The FAA has issued a new letter of legal interpretation to Scott Williams (July 19, 2013) regarding §135.25(b) which requires a Part 135 operator to “have the exclusive use of at least one aircraft that meets the requirements for at least one kind of operation authorized in the certificate holder’s operations specifications… However, this paragraph does not prohibit the operator from using or authorizing the use of the aircraft for other than operations under this part and does not require the certificate holder to have exclusive use of all aircraft that the certificate holder uses.”
Also relevant to this discussion §135.25(c), which states, “For the purposes of paragraph (b) of this section, a person has exclusive use of an aircraft if that person has the sole possession, control, and use of it for flight, as owner, or has a written agreement (including arrangements for performing required maintenance), in effect when the aircraft is operated, giving the person that possession, control, and use for at least 6 consecutive months.”
To call it a “new” interpretation is a bit of a stretch. The individual requesting the legal interpretation essentially asked if the aircraft designated as the air carrier’s “exclusive use” aircraft could be used by the aircraft owner, who happens to be a pilot, or another appropriately rated pilot approved by the certificate holder to conduct Part 91 flights on occasion. The FAA determined this scenario does not fit with the exclusive use requirements of §135.25(b), which requires the certificate holder to maintain possession and control of the aircraft. Note that §135.25(b) allows the certificate holder and only the certificate holder to use the aircraft for “other than operations under this part,” which includes Part 91.
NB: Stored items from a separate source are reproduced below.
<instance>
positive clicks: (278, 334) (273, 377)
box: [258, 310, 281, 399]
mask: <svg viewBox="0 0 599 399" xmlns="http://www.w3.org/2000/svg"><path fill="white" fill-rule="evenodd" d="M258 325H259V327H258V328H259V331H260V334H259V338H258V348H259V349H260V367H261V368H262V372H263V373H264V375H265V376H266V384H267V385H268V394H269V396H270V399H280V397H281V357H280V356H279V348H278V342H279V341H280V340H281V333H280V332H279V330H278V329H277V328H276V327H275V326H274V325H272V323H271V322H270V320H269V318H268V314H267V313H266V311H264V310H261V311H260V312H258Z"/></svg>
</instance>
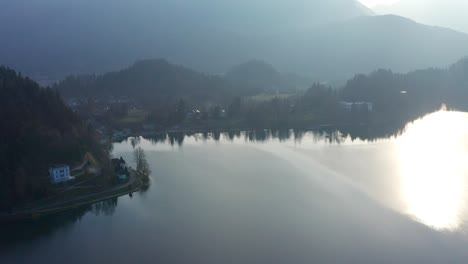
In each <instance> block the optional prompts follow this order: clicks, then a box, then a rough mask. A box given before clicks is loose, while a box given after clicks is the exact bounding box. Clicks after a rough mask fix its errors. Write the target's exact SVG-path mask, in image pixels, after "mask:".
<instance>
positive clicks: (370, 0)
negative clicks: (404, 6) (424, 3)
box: [359, 0, 400, 7]
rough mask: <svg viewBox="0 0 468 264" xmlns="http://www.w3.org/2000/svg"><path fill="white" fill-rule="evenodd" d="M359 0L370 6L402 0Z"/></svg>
mask: <svg viewBox="0 0 468 264" xmlns="http://www.w3.org/2000/svg"><path fill="white" fill-rule="evenodd" d="M359 1H360V2H361V3H363V4H364V5H366V6H368V7H374V6H376V5H391V4H395V3H397V2H400V0H359Z"/></svg>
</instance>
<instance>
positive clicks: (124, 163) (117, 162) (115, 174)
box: [112, 157, 129, 180]
mask: <svg viewBox="0 0 468 264" xmlns="http://www.w3.org/2000/svg"><path fill="white" fill-rule="evenodd" d="M112 166H113V167H114V171H115V176H116V177H117V178H118V179H119V180H126V179H128V175H129V173H128V167H127V164H126V163H125V160H124V159H123V158H122V157H120V159H112Z"/></svg>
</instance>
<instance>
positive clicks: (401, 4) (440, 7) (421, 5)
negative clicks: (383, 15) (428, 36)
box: [373, 0, 468, 33]
mask: <svg viewBox="0 0 468 264" xmlns="http://www.w3.org/2000/svg"><path fill="white" fill-rule="evenodd" d="M373 9H374V11H375V12H376V13H378V14H395V15H401V16H405V17H408V18H411V19H414V20H416V21H418V22H420V23H424V24H428V25H434V26H442V27H448V28H452V29H455V30H459V31H463V32H465V33H468V20H466V11H467V10H468V2H467V1H460V0H444V1H440V0H403V1H399V2H398V3H395V4H393V5H380V6H376V7H375V8H373Z"/></svg>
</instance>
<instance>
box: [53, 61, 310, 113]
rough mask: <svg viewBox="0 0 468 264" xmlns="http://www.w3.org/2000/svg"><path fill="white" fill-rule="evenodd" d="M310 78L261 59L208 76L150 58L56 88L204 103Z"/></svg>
mask: <svg viewBox="0 0 468 264" xmlns="http://www.w3.org/2000/svg"><path fill="white" fill-rule="evenodd" d="M311 83H312V82H311V81H309V80H308V79H307V78H305V77H300V76H297V75H292V74H282V73H280V72H278V71H277V70H276V69H275V68H274V67H273V66H272V65H270V64H268V63H266V62H263V61H259V60H253V61H249V62H246V63H243V64H240V65H237V66H235V67H233V68H231V70H230V71H228V72H227V73H226V74H225V75H209V74H203V73H200V72H197V71H195V70H192V69H190V68H187V67H184V66H180V65H175V64H172V63H169V62H168V61H167V60H165V59H150V60H142V61H137V62H136V63H134V64H133V65H131V66H130V67H127V68H125V69H123V70H120V71H114V72H109V73H106V74H103V75H78V76H73V75H72V76H69V77H67V78H66V79H65V80H63V81H61V82H59V83H58V84H56V85H55V86H54V89H57V90H59V91H60V92H61V94H63V95H64V96H65V97H68V98H71V97H78V98H84V97H99V98H104V99H107V98H109V96H115V97H131V98H133V99H137V101H139V102H140V103H144V104H151V105H153V104H157V103H171V102H176V101H178V100H179V99H184V100H186V101H188V102H191V103H194V104H199V105H200V104H203V105H204V104H212V103H215V104H220V103H227V102H229V101H230V100H231V99H232V97H235V96H248V95H255V94H259V93H263V92H276V91H278V90H279V91H291V90H295V89H305V88H306V87H308V86H309V85H310V84H311Z"/></svg>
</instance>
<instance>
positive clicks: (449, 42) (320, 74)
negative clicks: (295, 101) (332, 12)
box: [283, 15, 468, 80]
mask: <svg viewBox="0 0 468 264" xmlns="http://www.w3.org/2000/svg"><path fill="white" fill-rule="evenodd" d="M295 42H296V43H301V44H300V45H298V46H297V47H295V49H294V50H295V52H288V53H285V54H284V57H283V58H284V60H287V61H290V62H294V66H293V63H291V66H290V67H291V70H292V71H293V72H301V70H304V69H309V70H310V73H311V74H312V76H314V77H316V78H317V79H321V80H346V79H349V78H351V77H352V76H353V75H354V74H356V73H368V72H371V71H373V70H375V69H378V68H384V69H392V70H393V71H395V72H402V73H404V72H408V71H412V70H416V69H421V68H428V67H447V66H448V65H450V64H451V63H453V61H457V60H458V59H459V58H461V57H464V56H466V55H468V35H467V34H464V33H460V32H456V31H453V30H450V29H446V28H440V27H432V26H426V25H423V24H419V23H416V22H414V21H412V20H410V19H406V18H404V17H399V16H393V15H386V16H367V17H359V18H355V19H351V20H348V21H345V22H338V23H334V24H330V25H328V26H326V27H322V28H320V29H317V30H316V31H314V32H312V33H311V34H305V35H302V36H301V39H300V40H297V41H295ZM293 67H295V68H293Z"/></svg>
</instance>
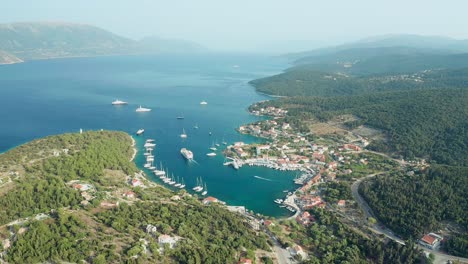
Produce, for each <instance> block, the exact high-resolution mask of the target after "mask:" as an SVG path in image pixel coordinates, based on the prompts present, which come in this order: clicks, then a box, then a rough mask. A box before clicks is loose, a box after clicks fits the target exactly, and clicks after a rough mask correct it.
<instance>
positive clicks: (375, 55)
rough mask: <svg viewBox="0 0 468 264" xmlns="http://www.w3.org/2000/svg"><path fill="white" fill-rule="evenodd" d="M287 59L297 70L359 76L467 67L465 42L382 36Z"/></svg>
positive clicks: (410, 35) (466, 54) (308, 51)
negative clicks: (355, 75)
mask: <svg viewBox="0 0 468 264" xmlns="http://www.w3.org/2000/svg"><path fill="white" fill-rule="evenodd" d="M286 56H287V57H289V58H290V59H292V60H293V61H294V64H295V65H297V66H298V67H300V68H307V69H310V70H314V71H325V72H335V73H336V72H339V73H345V74H351V75H358V76H359V75H361V76H362V75H375V74H399V73H409V72H417V71H424V70H434V69H457V68H465V67H468V60H467V58H468V40H455V39H451V38H444V37H427V36H416V35H395V36H382V37H374V38H368V39H364V40H360V41H357V42H354V43H349V44H343V45H339V46H336V47H330V48H323V49H316V50H312V51H307V52H302V53H295V54H288V55H286Z"/></svg>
A 2012 legal interpretation to Francis DeJoseph (June 25, 2012) asked for clarification on another exclusive use issue, asking whether an aircraft that is being used by two different Part 135 certificate holders can satisfy the exclusive use requirement of §135.25(b). The FAA determined then that any aircraft being used by two different Part 135 operators cannot be used by either or both air carriers to satisfy the exclusive use requirement.
These interpretations are in line with previous FAA decisions. In 1990 the FAA said the term “exclusive use” means the “sole possession, control, and use of the ‘exclusive use’ aircraft.” (Not to be confused with the IRS term of “possession, command, and control” which is used to determine which tax structure applies. No need for federal agencies to be consistent. It’s more interesting this way.) The FAA determined the scenario presented in this inquiry would remove the possession and control of the exclusive use aircraft from the certificate holder and hand it over to the aircraft owner. The letter of interpretation said, “To allow any other person or entity to use the aircraft would render the definition of ‘exclusive use’ in §135.25(c) meaningless.”
Based on the regulations and previous interpretations, the Williams interpretation shouldn’t really be a surprise. So why is this new letter of interpretation even worthy of this short blog post? Our industry’s desire to rehash this question every year or two tells me one of two things is happening: Either some operators are still screwing up the exclusive use requirements of §135.25(b) OR some operators out there are considering implementing “new” and creative means in an attempt to meet the exclusive use requirements. The exclusive use requirement can be a real hassle for most Part 135 certificate holders that do not own an aircraft and have to use a managed aircraft to satisfy exclusive use requirements. In general, it seems if you have to ask the FAA the question the answer will be “no”. At this point, I think the FAA has addressed every possible reasonable nuance of exclusive use but I anxiously await the next request for interpretation on this issue, because it’s bound to be the Fantasia of interpretation requests – at the same time strange, imaginative, ahead of its time… And definitely entertaining.
Incidentally, have we as an industry come to terms with the “for at least 6 consecutive months” of §135.25(c)? It has been argued (incorrectly and ineffectively) that this is a certification requirement. That is, the certificate holder must have exclusive use of an aircraft for the first 6 consecutive months of certification but not on a continual basis after that. Clearly that’s not the FAA’s intent. The exclusive use requirement is an ongoing requirement with the intent of preventing a certificate holder from having a certificate but not having the use of any aircraft.
There are many nuances to the exclusive use requirement. It’s unlikely anyone will identify a wildly creative way around this requirement but if you try, make it good. I’m waiting for the next verse!